Date of Birth: May 13, 1923
Date of Death: January 5, 2023
Place of Birth: Frankfurt, Germany
Textile design pioneer escaped Nazi Germany and fought gender discrimination
For a woman whose true desire was to become an architect, Ruth Adler Schnee has done exceptionally well as a pioneer of mid-century modern print design.
The Adler family, including the teenaged Ruth, escaped Nazi Germany in the late 1930s and settled in Detroit. Ruth graduated from the Rhode Island School of Design in 1945, worked in the New York office of renowned industrial designer Raymond Loewy and subsequently was the first woman to earn a graduate degree in architecture from the Cranbrook Academy of Art, studying under Eliel Saarinen. But in the mid-1940s, no architectural firm would hire a woman. “We don’t want a beauty shop,” she was told at one Detroit firm.
When she couldn’t find appropriate fabric patterns to match the sleek home she designed for a 1946 Chicago Tribune contest, she created her own. Winning the contest, she also attracted the attention of a Chicago architectural firm that decided her designs were just what they needed for their automobile showrooms. That was the catalyst for the pioneering textile designer who is now best known for her bold, colorful abstract designs.

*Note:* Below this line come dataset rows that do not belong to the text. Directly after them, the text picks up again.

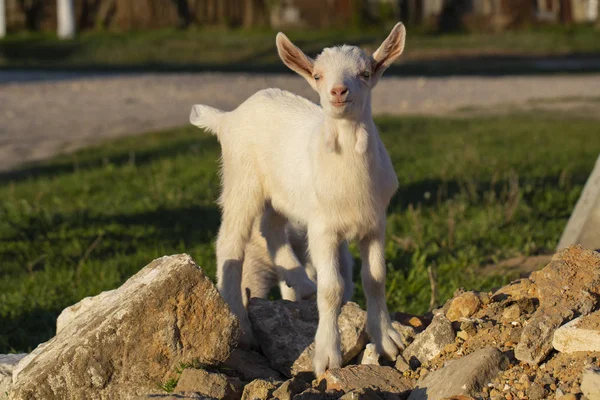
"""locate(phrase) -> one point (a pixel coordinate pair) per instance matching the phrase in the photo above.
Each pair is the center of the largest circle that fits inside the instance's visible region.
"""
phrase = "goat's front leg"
(294, 284)
(323, 247)
(379, 326)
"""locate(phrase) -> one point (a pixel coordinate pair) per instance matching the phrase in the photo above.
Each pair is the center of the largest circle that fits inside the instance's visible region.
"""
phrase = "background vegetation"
(473, 191)
(253, 50)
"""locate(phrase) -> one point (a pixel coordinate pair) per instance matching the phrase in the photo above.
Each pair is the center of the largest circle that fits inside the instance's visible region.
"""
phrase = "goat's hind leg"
(234, 234)
(379, 326)
(294, 283)
(324, 251)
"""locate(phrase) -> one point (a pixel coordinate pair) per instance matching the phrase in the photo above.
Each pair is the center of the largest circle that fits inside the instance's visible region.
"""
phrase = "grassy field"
(473, 191)
(212, 48)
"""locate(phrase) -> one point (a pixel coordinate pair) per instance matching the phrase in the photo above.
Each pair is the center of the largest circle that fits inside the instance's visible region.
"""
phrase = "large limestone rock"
(581, 334)
(125, 342)
(464, 376)
(285, 332)
(7, 365)
(431, 341)
(569, 285)
(584, 224)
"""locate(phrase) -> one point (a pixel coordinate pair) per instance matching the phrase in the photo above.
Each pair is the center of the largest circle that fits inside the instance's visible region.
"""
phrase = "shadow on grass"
(117, 156)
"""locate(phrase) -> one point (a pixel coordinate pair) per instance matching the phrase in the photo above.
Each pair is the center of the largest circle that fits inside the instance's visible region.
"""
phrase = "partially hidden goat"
(323, 168)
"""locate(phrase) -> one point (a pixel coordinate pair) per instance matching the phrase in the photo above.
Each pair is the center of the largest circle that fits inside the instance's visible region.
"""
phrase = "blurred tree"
(33, 11)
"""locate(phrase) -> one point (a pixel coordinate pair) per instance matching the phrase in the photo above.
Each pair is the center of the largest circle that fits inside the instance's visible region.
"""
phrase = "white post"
(2, 18)
(66, 19)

In 1947, while an instructor at Lawrence Institute of Technology, Schnee opened her own design studio. Later, with husband Edward Schnee, she established a retail store in the Harmonie Park area of Detroit featuring avant-garde home furnishings. Her designs were immediately favored by leading architects, including Frank Lloyd Wright, Minoru Yamasaki and Paul Rudolf, who needed appropriate textiles for their modernist buildings. Her designs also appealed to furniture manufacturers like Knoll. In 2015, she signed a 20-year contract with Knoll, at the age of 91.
In 2010, Ruth Adler Schnee received an honorary doctorate from the Center for Creative Studies in Detroit. In 2011, she showcased a solo exhibition at the Venice Biennale in Venice and in 2012 at the Smithsonian. She was honored with the Kresge Eminent Artist Award in 2015 for her lifelong professional achievements and contributions to Detroit’s cultural community.
“As a Jewish immigrant who escaped Nazi Germany and launched an influential business in Detroit, as a woman who broke through barriers in a male-dominated field, as a Detroiter who helped shape an international sensibility, her story speaks to the value of inclusiveness, to the entrepreneurial spirit and to the profound role the arts play in nurturing our souls.”